I've had cast paper on the brain, since I'm building an installation with it for the Art and Nature Festival in September. So I decided to experiment, and ended up with cast paper street art.
The work is up for the next few weeks near the intersection of Mission and Russia. Click on the images for larger pictures.
For a street-based art-making activity, I proposed to do Gyotaku prints. I wanted something that connected to the installation. Since the street was closed, I originally started out in the street itself. For those unfamiliar with the Excelsior, typically it's one of San Francisco's foggy and chilly neighborhoods. Not last week - the sun was out in full force. In the street, ink was drying before we could print, and my crayons literally began to melt. So ended up moving onto the sidewalk, sharing shade with the Youth Art Exchange and their partner on another project, Green Art Workshops.
A gentleman by the name of Melxin Whartnaby came by during the event. He was documenting it for the Friends of the Excelsior Public Library, and shared his photos with me.
Due to the heat, the day was fairly low-key, compared to say, some of my past projects in which there was a constant stream of people. However, it reminded me of how energizing it is to make art on the street, with the public. More importantly, it affirms how much there is a need for such projects.
Green Art Workshops was also doing a participatory project. Using some silver mat board donated from SCRAP and the laser cutter from the Youth Art Exchange, they made a series of water droplets. The public was invited to write ways to save water on the drops, which were then hammered into the wall loosely. When the wind blew, the entire installation swayed. This piece will also be up for a few weeks, and is right next to mine.
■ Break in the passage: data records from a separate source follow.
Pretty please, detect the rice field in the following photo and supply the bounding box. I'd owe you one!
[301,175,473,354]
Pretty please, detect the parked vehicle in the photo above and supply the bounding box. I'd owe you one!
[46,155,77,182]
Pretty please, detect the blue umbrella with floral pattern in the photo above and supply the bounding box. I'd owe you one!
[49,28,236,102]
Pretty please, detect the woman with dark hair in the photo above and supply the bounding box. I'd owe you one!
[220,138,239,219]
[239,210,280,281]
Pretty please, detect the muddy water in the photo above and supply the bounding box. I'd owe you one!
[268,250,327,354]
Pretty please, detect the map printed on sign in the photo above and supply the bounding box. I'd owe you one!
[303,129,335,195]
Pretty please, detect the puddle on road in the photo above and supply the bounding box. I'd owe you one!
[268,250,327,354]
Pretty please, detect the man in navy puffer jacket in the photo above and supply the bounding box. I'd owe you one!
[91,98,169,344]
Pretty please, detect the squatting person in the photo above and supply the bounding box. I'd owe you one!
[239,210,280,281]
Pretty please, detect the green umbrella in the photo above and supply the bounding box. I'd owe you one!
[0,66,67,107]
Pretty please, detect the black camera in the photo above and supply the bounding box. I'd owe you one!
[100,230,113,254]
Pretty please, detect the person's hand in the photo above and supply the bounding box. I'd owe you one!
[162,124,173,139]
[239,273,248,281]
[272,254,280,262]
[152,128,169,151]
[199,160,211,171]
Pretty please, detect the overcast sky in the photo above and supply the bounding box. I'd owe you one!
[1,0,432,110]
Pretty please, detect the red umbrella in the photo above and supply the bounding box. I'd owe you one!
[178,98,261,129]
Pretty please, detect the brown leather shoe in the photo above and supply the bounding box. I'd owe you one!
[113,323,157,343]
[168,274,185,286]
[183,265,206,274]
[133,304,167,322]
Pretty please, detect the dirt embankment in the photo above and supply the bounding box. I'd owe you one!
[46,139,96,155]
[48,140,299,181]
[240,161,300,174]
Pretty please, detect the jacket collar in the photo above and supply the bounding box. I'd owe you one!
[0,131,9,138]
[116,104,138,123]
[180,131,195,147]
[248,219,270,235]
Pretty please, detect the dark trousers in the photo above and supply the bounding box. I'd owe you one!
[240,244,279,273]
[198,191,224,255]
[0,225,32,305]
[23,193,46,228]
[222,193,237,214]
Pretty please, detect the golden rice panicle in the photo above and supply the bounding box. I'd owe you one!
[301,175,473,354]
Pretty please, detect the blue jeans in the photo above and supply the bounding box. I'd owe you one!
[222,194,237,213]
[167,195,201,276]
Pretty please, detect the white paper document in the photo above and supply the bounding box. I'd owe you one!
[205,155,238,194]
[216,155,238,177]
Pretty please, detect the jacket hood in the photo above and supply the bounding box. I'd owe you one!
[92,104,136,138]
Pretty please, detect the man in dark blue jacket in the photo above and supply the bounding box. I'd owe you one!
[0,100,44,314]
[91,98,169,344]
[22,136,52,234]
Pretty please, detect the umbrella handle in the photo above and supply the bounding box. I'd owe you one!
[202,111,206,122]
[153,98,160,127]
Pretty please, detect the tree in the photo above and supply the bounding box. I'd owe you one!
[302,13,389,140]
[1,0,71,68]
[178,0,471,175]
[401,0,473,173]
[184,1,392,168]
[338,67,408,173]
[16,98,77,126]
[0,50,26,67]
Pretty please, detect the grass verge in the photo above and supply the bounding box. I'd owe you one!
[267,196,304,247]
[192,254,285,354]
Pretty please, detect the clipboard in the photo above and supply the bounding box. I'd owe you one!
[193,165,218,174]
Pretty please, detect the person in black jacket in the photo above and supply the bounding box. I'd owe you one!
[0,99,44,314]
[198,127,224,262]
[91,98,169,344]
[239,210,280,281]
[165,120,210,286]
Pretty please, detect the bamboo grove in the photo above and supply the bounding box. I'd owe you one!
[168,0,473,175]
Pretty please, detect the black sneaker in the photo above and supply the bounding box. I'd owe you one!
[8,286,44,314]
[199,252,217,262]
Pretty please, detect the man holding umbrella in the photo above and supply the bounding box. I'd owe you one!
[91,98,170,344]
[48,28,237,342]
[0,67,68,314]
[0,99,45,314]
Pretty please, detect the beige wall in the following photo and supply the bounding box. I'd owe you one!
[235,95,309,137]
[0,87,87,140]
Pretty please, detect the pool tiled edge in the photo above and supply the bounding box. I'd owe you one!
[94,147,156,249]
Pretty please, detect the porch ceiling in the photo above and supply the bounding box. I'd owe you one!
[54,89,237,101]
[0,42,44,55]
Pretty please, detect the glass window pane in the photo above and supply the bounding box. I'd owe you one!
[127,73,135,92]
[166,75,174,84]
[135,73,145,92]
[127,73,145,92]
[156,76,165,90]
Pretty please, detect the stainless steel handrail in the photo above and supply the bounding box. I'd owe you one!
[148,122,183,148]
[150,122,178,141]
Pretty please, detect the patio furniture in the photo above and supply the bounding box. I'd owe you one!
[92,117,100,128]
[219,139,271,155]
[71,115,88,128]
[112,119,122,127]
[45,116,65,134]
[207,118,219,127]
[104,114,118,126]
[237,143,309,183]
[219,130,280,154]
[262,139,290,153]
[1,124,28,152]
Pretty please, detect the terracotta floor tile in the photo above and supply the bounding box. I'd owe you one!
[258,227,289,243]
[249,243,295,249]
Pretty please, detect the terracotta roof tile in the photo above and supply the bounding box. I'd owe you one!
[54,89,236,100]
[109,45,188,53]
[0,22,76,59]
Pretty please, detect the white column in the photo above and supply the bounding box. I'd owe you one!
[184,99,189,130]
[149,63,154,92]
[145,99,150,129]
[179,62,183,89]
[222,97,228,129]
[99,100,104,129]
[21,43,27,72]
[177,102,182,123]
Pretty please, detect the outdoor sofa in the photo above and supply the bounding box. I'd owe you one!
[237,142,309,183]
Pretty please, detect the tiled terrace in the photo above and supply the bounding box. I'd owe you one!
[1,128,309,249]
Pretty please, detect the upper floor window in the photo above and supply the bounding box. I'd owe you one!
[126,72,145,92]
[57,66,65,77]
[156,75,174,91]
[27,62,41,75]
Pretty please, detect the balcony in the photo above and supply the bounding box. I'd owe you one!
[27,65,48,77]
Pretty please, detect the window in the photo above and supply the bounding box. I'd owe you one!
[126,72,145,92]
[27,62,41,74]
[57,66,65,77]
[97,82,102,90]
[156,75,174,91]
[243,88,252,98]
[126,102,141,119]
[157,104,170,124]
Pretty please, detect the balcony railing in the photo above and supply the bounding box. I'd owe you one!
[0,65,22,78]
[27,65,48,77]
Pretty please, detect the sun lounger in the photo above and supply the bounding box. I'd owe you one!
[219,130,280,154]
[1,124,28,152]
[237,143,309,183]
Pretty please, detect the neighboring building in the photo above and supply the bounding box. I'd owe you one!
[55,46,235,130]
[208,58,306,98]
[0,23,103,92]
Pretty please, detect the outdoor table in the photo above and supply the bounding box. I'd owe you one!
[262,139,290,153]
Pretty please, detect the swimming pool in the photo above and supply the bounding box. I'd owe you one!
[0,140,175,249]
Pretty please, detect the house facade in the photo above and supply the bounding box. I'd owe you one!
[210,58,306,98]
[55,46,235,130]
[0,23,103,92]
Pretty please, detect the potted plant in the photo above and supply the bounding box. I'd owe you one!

Some of the suggestions were pretty intricate, as this drawing of a de-salination system.
Some tried for humor.
I owe a debt of gratitude for this experience to the Youth Art Exchange, particularly Reed Davaz McGowen.
The sun and heat took a lot out of me that day, but the event gave me a renewed energy for the studio. Since completing The Last Color, I'd been a little postpartum. That day I realized how much I've missed doing street art and public interventions. Now, with this renewed energy, I'm returning to the studio to try some experiments. As John Cage would say, I welcome what happens next.